Minimal Reproduction
import asyncio
import multiprocessing
from datetime import timedelta
from temporalio import workflow
from temporalio.client import Client
from temporalio.worker import Worker
@workflow.defn
class SimpleWorkflow:
@workflow.run
async def run(self) -> None:
workflow.logger.info("Running SimpleWorkflow")
workflow.logger.info("Sleeping for 10 seconds")
await workflow.sleep(timedelta(seconds=10))
workflow.logger.info("Done sleeping")
return
async def worker():
# Create client connected to server at the given address
client = await Client.connect("localhost:7233")
# Run the worker
async with Worker(
client,
task_queue="my-task-queue",
workflows=[SimpleWorkflow],
graceful_shutdown_timeout=timedelta(seconds=3),
# max_cached_workflows=0,
) as worker:
print("Starting worker")
# Run for 5 seconds
await asyncio.sleep(5)
print("Stopping worker")
print("Stopping Temporal client")
async def client():
# Create client connected to server at the given address
client = await Client.connect("localhost:7233")
# Execute a workflow
print("Executing SimpleWorkflow")
await client.execute_workflow(
SimpleWorkflow.run,
id="test-id",
task_queue="my-task-queue",
run_timeout=timedelta(seconds=25),
)
print(f"Finished SimpleWorkflow")
def start_client():
asyncio.run(client())
if __name__ == "__main__":
# Start client in different process
multiprocessing.Process(target=start_client).start()
# Start worker
asyncio.run(worker())
print("Exited worker")
Environment/Versions
- OS and processor: M2 Mac, but same error happening with AMD based image
- Temporal Version: CLI 1.3.0 (Server 1.27.1, UI 2.36.0) and sdk-python 1.10.0
- Are you using Docker or Kubernetes or building Temporal from source?
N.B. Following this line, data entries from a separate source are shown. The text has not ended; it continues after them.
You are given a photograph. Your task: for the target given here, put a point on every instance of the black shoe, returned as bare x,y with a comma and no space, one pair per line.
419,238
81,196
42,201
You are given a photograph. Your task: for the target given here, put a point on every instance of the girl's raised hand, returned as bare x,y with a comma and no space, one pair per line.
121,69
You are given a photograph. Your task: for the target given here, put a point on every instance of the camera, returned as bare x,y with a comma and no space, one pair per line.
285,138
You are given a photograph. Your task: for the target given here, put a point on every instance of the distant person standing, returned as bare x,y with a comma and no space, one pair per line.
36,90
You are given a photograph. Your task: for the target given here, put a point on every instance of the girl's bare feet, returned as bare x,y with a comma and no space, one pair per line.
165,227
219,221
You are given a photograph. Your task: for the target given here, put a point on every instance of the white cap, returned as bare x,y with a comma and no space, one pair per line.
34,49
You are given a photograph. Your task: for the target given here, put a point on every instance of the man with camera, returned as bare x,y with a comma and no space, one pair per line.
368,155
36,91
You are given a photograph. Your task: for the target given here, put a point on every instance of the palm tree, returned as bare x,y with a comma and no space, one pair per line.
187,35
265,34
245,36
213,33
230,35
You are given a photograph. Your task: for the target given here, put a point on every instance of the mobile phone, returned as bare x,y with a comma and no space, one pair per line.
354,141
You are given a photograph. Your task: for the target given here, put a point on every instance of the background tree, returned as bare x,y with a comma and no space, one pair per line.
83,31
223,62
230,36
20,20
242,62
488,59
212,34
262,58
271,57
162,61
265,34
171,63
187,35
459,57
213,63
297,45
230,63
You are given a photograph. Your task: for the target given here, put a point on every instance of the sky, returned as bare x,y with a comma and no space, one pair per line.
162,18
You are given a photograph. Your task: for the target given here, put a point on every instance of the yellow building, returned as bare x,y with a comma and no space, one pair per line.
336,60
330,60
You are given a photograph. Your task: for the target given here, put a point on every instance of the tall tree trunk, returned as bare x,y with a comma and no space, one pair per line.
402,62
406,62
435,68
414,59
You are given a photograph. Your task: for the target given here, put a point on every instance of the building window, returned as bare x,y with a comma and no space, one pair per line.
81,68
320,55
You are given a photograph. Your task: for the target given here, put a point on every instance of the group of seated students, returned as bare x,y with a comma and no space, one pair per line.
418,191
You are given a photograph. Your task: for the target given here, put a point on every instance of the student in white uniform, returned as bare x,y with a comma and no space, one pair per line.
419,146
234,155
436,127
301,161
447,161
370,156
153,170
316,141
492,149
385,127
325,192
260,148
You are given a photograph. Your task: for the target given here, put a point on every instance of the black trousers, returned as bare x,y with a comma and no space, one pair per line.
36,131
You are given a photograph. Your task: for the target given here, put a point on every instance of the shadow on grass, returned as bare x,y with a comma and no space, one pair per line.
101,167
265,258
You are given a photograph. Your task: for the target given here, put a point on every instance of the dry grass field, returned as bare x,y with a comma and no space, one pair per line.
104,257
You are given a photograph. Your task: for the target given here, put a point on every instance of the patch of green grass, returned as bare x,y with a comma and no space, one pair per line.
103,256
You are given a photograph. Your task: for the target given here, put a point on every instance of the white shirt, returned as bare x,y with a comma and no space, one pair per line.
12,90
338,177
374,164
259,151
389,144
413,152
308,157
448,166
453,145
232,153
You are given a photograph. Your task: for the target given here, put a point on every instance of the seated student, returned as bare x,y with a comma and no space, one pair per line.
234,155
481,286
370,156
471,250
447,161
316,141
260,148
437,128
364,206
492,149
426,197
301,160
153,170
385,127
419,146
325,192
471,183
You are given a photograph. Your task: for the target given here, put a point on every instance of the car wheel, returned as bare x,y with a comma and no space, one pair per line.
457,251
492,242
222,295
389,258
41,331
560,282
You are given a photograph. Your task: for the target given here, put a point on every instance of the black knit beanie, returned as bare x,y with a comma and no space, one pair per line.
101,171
Tried with Temporal CLI and also with Docker and Kubernetes.
Additional context
Discussed this issue with @cretz during Replay conference (thank you!).
Thanks for opening this! We will investigate. This penalty always existed in the past but we have a new-ish ShutdownWorker call and something may be amiss here.
Just a heads up that we are looking into this. One issue we have found is that ShutdownWorker may not be working properly on cloud and is in the process of being fixed. However, this issue seems to state that you can replicate with a local dev server. We have replicated this and believe it may be a server-side bug. We will update when we have more details.
Ok, we have done investigation on this and this is expected behavior, but the cosmetics of the task timeout could be improved and we have opened an issue on that (https://github.com/temporalio/temporal/issues/7566).
So what's happening in your code snippet is you are shutting down the worker but not start a new one. If you had a new worker you would see no penalty or task timeout. The task is showing as scheduled on the sticky queue but it's actually not on that queue necessarily since it has been shutdown, and if a worker were available listening on the normal queue, that would be the one that picked it up. The task timeout is only to re-schedule the task back on the normal queue explicitly instead of implicitly, and that only happens because there is no worker around.
So to recap, there is no runtime sticky penalty and the task scheduled on the sticky queue is actually effectively scheduled on both, and the only reason you are getting a task timeout is because there is no worker running for the on-both-queues task so it reschedules on. But there is no runtime behavior difference here.
Does this make sense? Can you confirm that this issue is only cosmetic in that you see a task timeout in history and does not have any bearing on the runtime behavior? Can you also confirm if you have another worker running instead of no worker running even the task timeout in history doesn't occur?
Yes, it makes sense and thank you for the explanation! I tested locally by adding a second worker and it worked exactly as expected. Thank you for your time!